Two years ago Marr remastered the Smiths’ back catalogue. The experience didn’t make him nostalgic, he says.

“It was so much work and I soon realised once I got halfway through the first record that the job I had was keeping balanced here. I was trying so hard not to mess it up and trying not to incur the wrath of the indie-speaking militia as well as trying to get the job done.

“It was nice, though,” he adds. “I let the other guys know that it felt good doing it. It sounded great but all the records I’ve made with The Smiths, and any bands that I’ve spent so much energy on, I know almost psychically when that cymbal crash or bass note or guitar chord is going to be before I hear it.”

Marr has repeatedly said he won’t reform The Smiths.
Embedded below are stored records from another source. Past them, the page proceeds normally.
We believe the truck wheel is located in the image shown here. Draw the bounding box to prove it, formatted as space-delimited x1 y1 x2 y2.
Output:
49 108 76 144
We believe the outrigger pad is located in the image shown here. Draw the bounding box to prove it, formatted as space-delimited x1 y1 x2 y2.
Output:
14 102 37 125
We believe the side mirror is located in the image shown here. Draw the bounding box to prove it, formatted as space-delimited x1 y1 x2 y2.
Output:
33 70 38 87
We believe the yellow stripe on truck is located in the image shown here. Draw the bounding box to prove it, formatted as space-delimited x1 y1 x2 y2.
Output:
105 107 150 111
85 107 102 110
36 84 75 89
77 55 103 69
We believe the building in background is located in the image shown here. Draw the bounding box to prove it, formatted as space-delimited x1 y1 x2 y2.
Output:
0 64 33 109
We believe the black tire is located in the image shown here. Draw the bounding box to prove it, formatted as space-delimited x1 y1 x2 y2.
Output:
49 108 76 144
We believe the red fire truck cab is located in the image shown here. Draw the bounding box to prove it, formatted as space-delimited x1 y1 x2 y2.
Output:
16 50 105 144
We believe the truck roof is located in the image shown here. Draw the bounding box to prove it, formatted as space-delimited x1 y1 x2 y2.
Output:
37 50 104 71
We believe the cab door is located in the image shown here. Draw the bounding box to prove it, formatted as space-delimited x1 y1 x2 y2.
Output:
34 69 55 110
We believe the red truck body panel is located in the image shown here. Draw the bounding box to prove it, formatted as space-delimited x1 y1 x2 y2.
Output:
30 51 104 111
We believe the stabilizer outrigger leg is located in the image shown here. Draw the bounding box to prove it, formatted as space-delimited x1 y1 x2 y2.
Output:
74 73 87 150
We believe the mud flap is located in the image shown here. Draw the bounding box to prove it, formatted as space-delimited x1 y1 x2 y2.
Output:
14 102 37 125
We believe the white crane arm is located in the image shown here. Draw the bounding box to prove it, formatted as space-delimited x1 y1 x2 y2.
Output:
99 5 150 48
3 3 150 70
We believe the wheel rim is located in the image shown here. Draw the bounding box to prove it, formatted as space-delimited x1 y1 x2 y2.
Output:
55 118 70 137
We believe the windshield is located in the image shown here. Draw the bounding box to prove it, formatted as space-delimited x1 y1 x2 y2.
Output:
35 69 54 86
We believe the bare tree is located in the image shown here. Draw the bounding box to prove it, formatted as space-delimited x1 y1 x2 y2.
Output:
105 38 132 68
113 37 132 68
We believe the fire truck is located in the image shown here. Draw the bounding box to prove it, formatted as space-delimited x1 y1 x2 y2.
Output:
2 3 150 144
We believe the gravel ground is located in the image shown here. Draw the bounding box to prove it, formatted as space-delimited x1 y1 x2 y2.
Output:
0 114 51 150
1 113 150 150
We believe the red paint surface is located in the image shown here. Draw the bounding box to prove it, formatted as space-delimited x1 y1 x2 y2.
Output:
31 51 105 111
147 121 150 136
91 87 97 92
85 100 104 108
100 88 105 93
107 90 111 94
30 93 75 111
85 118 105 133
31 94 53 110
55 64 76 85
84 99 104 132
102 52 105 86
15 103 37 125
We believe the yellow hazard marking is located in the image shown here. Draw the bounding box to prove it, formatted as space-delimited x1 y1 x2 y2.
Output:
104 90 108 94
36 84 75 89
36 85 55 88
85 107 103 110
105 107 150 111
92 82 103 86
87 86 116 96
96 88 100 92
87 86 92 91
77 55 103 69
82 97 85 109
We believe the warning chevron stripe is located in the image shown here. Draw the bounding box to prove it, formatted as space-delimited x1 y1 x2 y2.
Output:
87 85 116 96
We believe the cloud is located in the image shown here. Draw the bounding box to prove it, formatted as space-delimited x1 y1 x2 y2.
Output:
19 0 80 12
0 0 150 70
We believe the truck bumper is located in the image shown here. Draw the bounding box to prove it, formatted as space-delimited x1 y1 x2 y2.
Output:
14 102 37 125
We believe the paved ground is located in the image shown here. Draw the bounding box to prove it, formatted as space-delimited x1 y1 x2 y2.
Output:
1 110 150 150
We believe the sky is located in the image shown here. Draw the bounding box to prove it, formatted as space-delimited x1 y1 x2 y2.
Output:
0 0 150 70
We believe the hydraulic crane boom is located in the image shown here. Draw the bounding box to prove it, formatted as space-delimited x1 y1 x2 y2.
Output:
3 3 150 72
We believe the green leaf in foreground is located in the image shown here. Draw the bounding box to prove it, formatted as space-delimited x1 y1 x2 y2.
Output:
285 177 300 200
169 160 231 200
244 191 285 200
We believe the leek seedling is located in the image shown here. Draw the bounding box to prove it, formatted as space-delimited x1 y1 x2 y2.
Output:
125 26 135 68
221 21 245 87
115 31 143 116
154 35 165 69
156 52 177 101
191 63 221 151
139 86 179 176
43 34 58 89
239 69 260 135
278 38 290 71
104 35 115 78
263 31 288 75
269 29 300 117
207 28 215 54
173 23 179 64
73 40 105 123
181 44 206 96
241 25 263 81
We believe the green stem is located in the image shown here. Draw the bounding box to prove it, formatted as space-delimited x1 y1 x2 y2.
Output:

Their legacy, he says is: “that we really meant it when we were together and then a soap opera happened when we were not.”

He seems to have enjoyed the five years he recently spent working with students as visiting professor of music at Salford University. “It’s nice that when I’ve done things that are part of doing what you do and making mistakes along the way that you can pass that off as profound wisdom – God knows how,” he jokes. “There are just things I do as a musician and as a songwriter and, I guess, as a performer too; everybody learns from doing things wrong sometimes. It’s very gratifying, it makes it very much worth it when people can write it down and not have to go through the hassle that I went through.

“Hopefully students will see you can do it and not turn into too much of a nutter.”

Johnny Marr plays The Duchess, York on March 5, Brudenell Social Club, Leeds on March 7 and the Leadmill, Sheffield on March 18.

How it all began...

Johnny Marr was born John Maher in Ardwick, Manchester, in 1963.

In 1982 Marr approached singer Steven Morrissey of The Nosebleeds, suggesting they form a band. With Rourke on bass and Mike Joyce on drums, they signed to Rough Trade and released their first single Hand in Glove on May 13, 1983. The band released four studio albums – The Smiths, Meat is Murder, The Queen is Dead and Strangeways Here We Come – before Marr quit in August 1987.

Marr went on to record with the Pet Shop Boys, Billy Bragg, The Pretenders and Girls Aloud.